指田文夫の「さすらい日乗」

さすらいはアントニオーニの映画『さすらい』で、日乗は永井荷風の『断腸亭日乗』です 日本でただ一人の大衆文化評論家です

『宮本武蔵』

2022年12月06日 | 映画

1961年の内田吐夢監督作品、5部作で、なんども見ているが、ユーチューブにあったので、見る。

その後の作品とかなり違うことに気づく。

                

冒頭、関ヶ原で大坂方として負けて泥沼を中村錦之助と木村功が這いずり回っているところから始まる。

かなり長くて、ここは満州国に行き、そのまま中国に残って苦闘した内田の体験が反映していると思う。

木村は、野盗の情婦だった木暮美千代とできてしまうが、この辺は実に戦後的風景のように見える。

それにしても、木暮は戦後的で「実に色っぽいなあ」と思う。

武蔵は、伊吹山から故郷の岡山に戻ってくるが、大坂方の残党狩りが行われている。

その首領が花沢徳衛と言うのが良い。
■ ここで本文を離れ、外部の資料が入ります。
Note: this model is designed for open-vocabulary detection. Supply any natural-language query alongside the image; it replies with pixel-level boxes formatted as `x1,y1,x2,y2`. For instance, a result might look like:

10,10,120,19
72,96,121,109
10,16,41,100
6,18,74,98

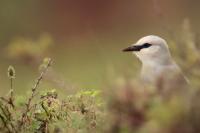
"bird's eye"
142,43,152,48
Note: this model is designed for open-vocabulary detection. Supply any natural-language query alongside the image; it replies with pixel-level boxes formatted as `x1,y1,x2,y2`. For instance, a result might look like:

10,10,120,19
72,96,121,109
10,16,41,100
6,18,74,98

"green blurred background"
0,0,200,95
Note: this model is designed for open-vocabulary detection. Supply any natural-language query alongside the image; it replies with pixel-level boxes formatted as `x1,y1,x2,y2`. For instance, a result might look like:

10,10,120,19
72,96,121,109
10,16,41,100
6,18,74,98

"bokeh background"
0,0,200,95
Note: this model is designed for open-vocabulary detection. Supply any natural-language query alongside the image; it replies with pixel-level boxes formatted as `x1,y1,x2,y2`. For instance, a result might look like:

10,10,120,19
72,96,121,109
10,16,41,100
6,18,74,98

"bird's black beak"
122,45,142,52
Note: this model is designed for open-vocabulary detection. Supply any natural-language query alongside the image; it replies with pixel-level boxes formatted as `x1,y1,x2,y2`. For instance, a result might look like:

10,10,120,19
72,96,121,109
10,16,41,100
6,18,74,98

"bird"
123,35,189,89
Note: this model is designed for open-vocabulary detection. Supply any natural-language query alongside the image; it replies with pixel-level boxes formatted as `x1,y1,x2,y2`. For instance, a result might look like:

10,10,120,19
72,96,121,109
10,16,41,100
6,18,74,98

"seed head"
8,66,15,79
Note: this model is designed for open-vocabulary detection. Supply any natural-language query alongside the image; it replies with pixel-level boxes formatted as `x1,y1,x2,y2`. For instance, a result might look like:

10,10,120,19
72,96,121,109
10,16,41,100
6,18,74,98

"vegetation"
0,19,200,133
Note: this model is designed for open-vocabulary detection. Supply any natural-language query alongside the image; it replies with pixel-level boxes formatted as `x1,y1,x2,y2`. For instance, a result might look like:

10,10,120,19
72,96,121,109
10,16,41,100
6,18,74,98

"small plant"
0,58,99,133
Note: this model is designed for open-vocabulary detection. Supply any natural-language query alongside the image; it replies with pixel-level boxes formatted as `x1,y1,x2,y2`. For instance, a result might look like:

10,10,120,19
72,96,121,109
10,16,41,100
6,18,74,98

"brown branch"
19,59,52,129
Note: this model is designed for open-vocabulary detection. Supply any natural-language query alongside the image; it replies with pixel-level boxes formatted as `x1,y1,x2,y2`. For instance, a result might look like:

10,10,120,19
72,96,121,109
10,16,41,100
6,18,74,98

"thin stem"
19,59,52,129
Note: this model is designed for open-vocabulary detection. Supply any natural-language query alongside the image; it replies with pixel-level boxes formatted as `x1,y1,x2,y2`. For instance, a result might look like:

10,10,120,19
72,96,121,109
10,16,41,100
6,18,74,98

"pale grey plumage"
123,35,189,83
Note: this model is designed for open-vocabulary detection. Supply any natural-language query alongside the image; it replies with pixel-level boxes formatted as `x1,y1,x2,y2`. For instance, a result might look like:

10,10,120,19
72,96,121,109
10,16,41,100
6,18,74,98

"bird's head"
123,35,171,63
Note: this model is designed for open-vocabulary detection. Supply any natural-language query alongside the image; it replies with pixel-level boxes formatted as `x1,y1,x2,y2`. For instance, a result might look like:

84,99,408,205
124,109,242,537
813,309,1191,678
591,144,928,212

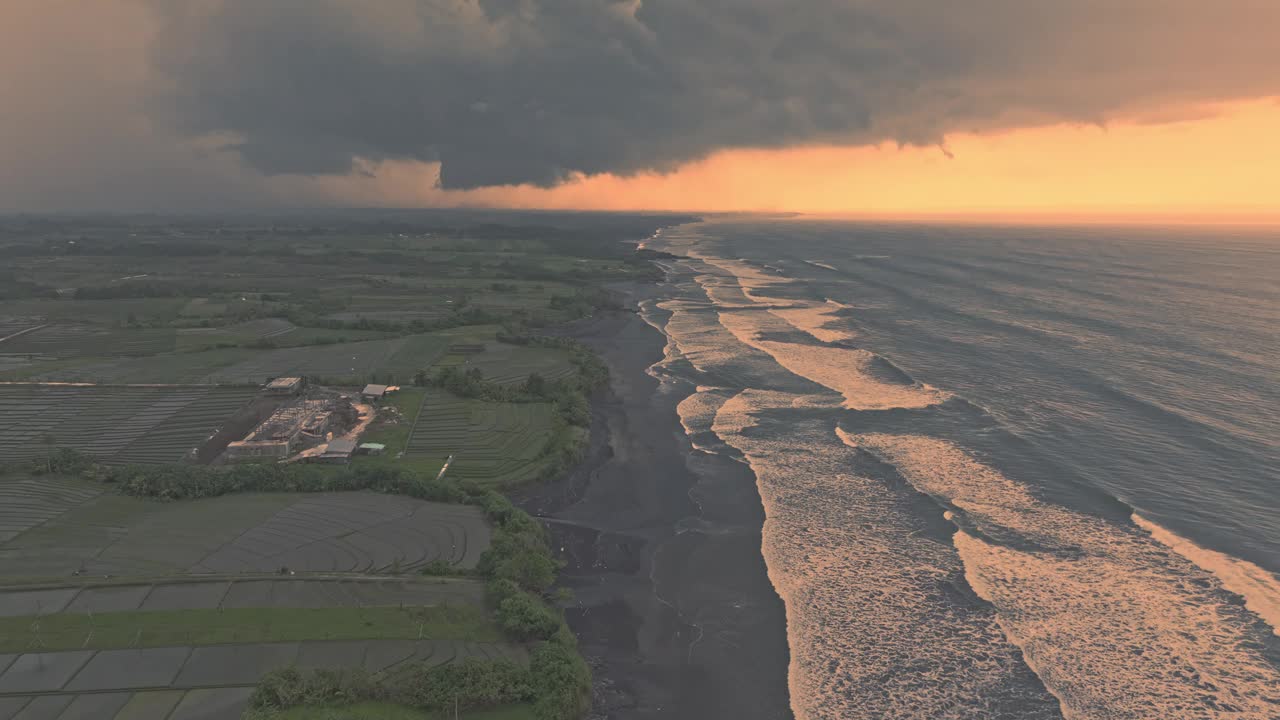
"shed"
264,378,302,395
317,439,356,462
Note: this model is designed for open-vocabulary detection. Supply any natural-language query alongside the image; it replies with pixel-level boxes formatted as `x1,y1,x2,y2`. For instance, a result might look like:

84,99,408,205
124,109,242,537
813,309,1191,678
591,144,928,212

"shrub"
498,591,561,641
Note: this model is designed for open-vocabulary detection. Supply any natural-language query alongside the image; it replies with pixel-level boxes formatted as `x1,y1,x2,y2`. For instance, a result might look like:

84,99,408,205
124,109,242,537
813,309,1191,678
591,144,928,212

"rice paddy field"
406,389,553,487
0,475,489,582
440,341,573,384
0,213,662,720
0,384,256,464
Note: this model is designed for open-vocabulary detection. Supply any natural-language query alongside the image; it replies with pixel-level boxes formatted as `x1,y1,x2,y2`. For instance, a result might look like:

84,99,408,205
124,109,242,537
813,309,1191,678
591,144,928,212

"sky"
0,0,1280,218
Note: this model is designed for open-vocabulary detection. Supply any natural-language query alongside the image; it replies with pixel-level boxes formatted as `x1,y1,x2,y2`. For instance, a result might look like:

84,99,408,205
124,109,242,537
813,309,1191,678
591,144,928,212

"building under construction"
224,395,357,462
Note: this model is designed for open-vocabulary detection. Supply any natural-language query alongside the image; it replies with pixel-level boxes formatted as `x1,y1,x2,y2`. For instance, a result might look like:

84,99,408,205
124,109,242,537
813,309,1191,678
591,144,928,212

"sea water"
643,220,1280,719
善人役が多い花沢だが、実に憎々しく、二言目には入江若葉のお通に言い寄る。

この人は、戦前からの共産党で、たぶん死ぬまで共産党支持だったと思う。

村人からも迫害されるのは、まるで戦後の特攻隊帰りへの見方のようにもみえる。

そして、遂には大木に吊るされるが、これは東京裁判で、絞首刑になったA級戦犯たちのようにも見えてくる。

最後、姫路城に押し込められた武蔵は、万卷の書を読まされるが、これは文化国家としての日本の姿のように見えてくる。

いずれにしても、全編を通じるのは、内田吐夢の戦後の日本への目であると思う。